Crawlora Ruby SDK
Ruby client for the public Crawlora web-scraping API. It wraps every public endpoint with grouped helpers and a dynamic call interface, plus retries, pagination, middleware hooks, and client-side rate limiting.
- Base URL:
https://api.crawlora.net/api/v1 - Auth: API key (
x-api-key) or JWT (Authorization) - Ruby: 3.0+
- Operation reference:
docs/operations.md· recipes:docs/recipes.md
Install
Published on RubyGems.
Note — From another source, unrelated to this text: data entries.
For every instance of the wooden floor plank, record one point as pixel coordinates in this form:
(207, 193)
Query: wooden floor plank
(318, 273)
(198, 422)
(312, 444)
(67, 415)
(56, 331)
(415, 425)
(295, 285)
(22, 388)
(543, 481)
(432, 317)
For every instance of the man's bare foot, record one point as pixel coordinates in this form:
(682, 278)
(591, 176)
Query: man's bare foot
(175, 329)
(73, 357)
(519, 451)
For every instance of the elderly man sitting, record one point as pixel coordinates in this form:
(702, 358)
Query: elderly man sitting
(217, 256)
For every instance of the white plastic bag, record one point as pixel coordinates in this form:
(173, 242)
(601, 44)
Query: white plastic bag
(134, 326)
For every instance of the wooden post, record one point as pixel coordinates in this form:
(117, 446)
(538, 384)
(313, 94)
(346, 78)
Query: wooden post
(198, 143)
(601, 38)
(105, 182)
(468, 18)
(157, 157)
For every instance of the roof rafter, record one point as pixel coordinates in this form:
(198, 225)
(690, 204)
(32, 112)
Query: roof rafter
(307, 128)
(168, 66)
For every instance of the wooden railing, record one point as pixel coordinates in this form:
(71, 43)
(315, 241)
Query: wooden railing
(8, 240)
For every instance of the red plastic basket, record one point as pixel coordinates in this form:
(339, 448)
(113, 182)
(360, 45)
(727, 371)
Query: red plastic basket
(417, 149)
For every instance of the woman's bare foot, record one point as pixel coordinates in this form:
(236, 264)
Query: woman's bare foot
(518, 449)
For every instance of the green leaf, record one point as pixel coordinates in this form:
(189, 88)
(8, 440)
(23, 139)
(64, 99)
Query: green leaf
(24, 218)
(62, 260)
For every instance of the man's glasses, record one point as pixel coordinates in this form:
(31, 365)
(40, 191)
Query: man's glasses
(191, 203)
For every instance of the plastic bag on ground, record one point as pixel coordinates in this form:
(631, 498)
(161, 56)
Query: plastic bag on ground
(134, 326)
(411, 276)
The current release
is a prerelease (1.5.0.pre.sdk.3), so install it with --pre or pin the
version:
# Gemfile
gem "crawlora", "1.5.0.pre.sdk.3"
gem install crawlora --pre
Quick start
require "crawlora"
# Reads CRAWLORA_API_KEY from the environment if api_key: is omitted.
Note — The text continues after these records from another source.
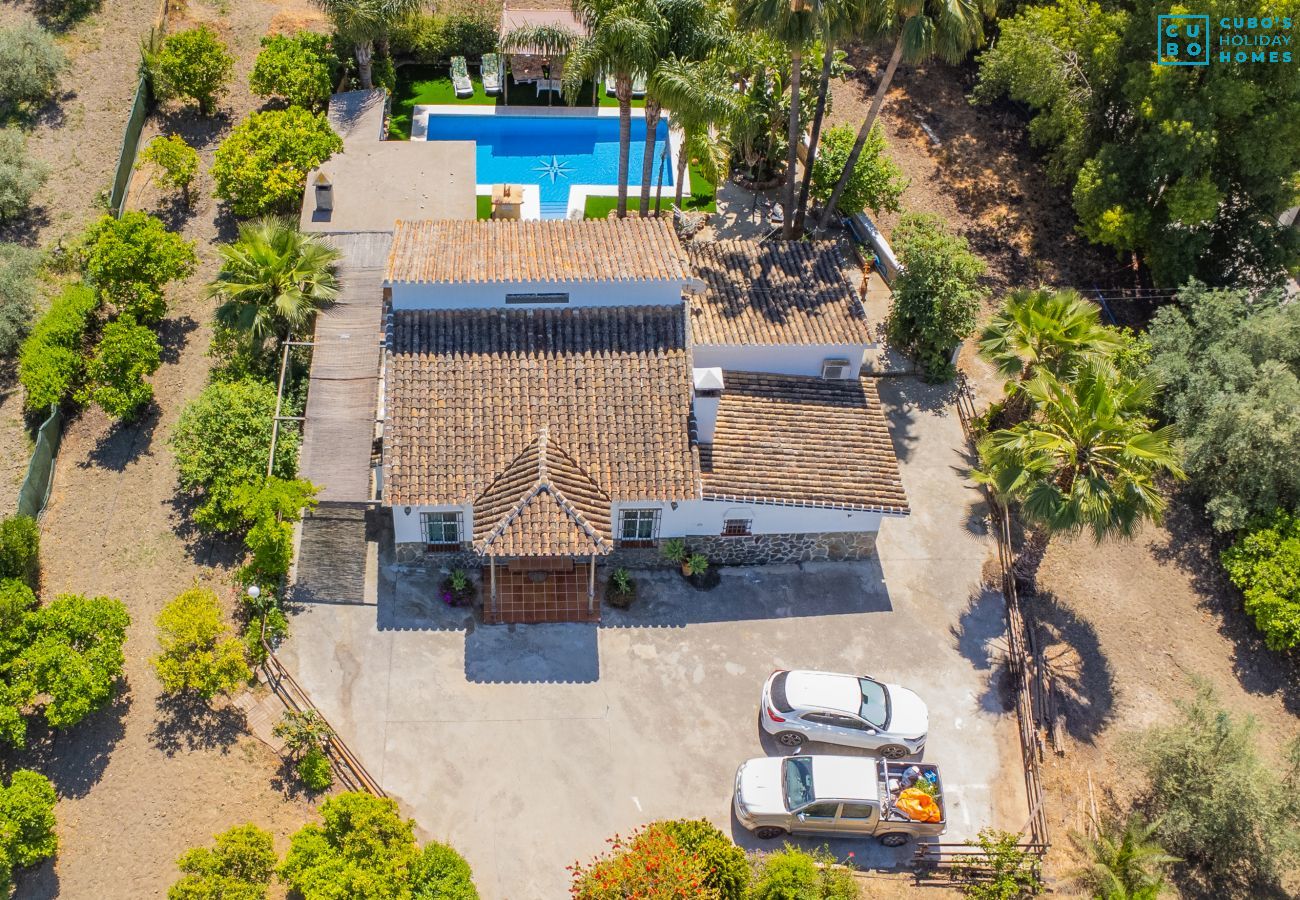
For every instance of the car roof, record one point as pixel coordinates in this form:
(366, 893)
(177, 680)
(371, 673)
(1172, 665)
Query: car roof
(845, 778)
(809, 689)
client = Crawlora.client(api_key: ENV["CRAWLORA_API_KEY"])
result = client.bing.search(q: "web scraping")
result["data"].each { |item| puts item["title"] }
client.close # release pooled keep-alive connections
Pass a block to auto-close:
Crawlora.client do |client|
puts client.amazon.product(asin: "B07FZ8S74R", language: "en_US")
end
Calling operations
Grouped helpers map directly to the API (client.<group>.<method>):
client.youtube.video(id: "dQw4w9WgXcQ")
client.google.search(q: "crawlora", country: "US")
Or call any operation dynamically by its id — handy for metaprogramming:
client.request("bing-search", { q: "web scraping", page: 2 })
# Discover operations:
Crawlora::OPERATION_COUNT # => total operations
Crawlora::GROUPS["bing"] # => { "search" => "bing-search", ... }
Crawlora::OperationId::BING_SEARCH # => "bing-search"
Configuration
Crawlora.client(
api_key: "…",
timeout: 30, # seconds per request
retries: 2, # retry attempts on retryable failures
retry_delay: 0.25, # base backoff (exponential + jitter, honors Retry-After)
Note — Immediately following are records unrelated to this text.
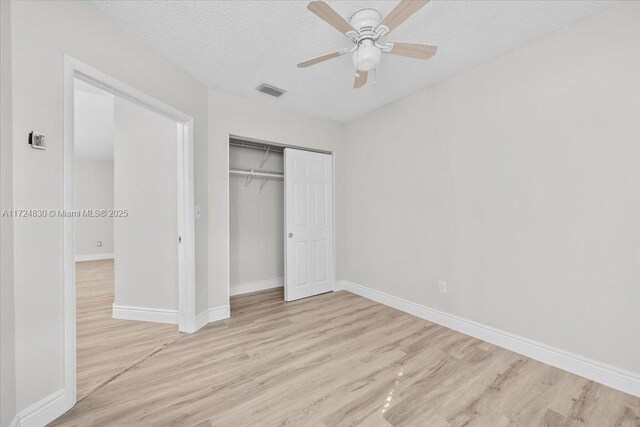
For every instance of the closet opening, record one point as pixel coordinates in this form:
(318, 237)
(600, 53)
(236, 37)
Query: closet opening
(280, 220)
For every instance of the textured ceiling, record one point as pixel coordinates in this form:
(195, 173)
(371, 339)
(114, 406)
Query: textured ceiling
(236, 45)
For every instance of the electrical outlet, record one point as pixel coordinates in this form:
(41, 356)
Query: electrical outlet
(442, 286)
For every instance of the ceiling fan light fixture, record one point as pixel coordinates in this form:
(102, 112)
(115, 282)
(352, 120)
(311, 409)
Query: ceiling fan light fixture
(366, 57)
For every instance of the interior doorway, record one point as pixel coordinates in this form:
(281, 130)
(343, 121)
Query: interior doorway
(280, 220)
(152, 238)
(125, 249)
request_id: true, # attach an x-request-id to every call
idempotency_keys: true, # stable Idempotency-Key on POST/PATCH
rate_limit: 5, # max requests/second (client-side)
max_concurrency: 4, # max in-flight requests across threads
headers: { "X-Tenant" => "acme" }
)
Per-request overrides use the reserved _-prefixed keyword on grouped calls, or
keyword args on request:
client.bing.search(q: "x", _timeout: 5, _headers: { "X-Trace" => "1" })
client.request("bing-search", { q: "x" }, response_type: "text", retries: 0)
Pagination
# Numeric (page/offset) — stops on the first empty page:
client.paginate_items("airbnb-room-reviews", { id: "123" }, max_pages: 5).each do |review|
puts review["text"]
end
# Cursor mode — supply the cursor param and a next-cursor extractor:
client.paginate("producthunt-leaderboard", {},
cursor_param: "cursor", next_cursor: ->(page) { page["next_cursor"] }) do |page|
puts page["data"]
end
Error handling
begin
client.bing.search(q: "x")
rescue Crawlora::ClientError => e # 4xx
warn "rejected (#{e.status}): #{e.} #{e.code}"
rescue Crawlora::ServerError => e # 5xx
warn "server error: #{e.status}"
rescue Crawlora::NetworkError => e # timeout / transport failure
warn "network: #{e.}"
end
All inherit from Crawlora::Error, which exposes status, code, body,
raw_body, headers, and request_id.
License
MIT. See LICENSE.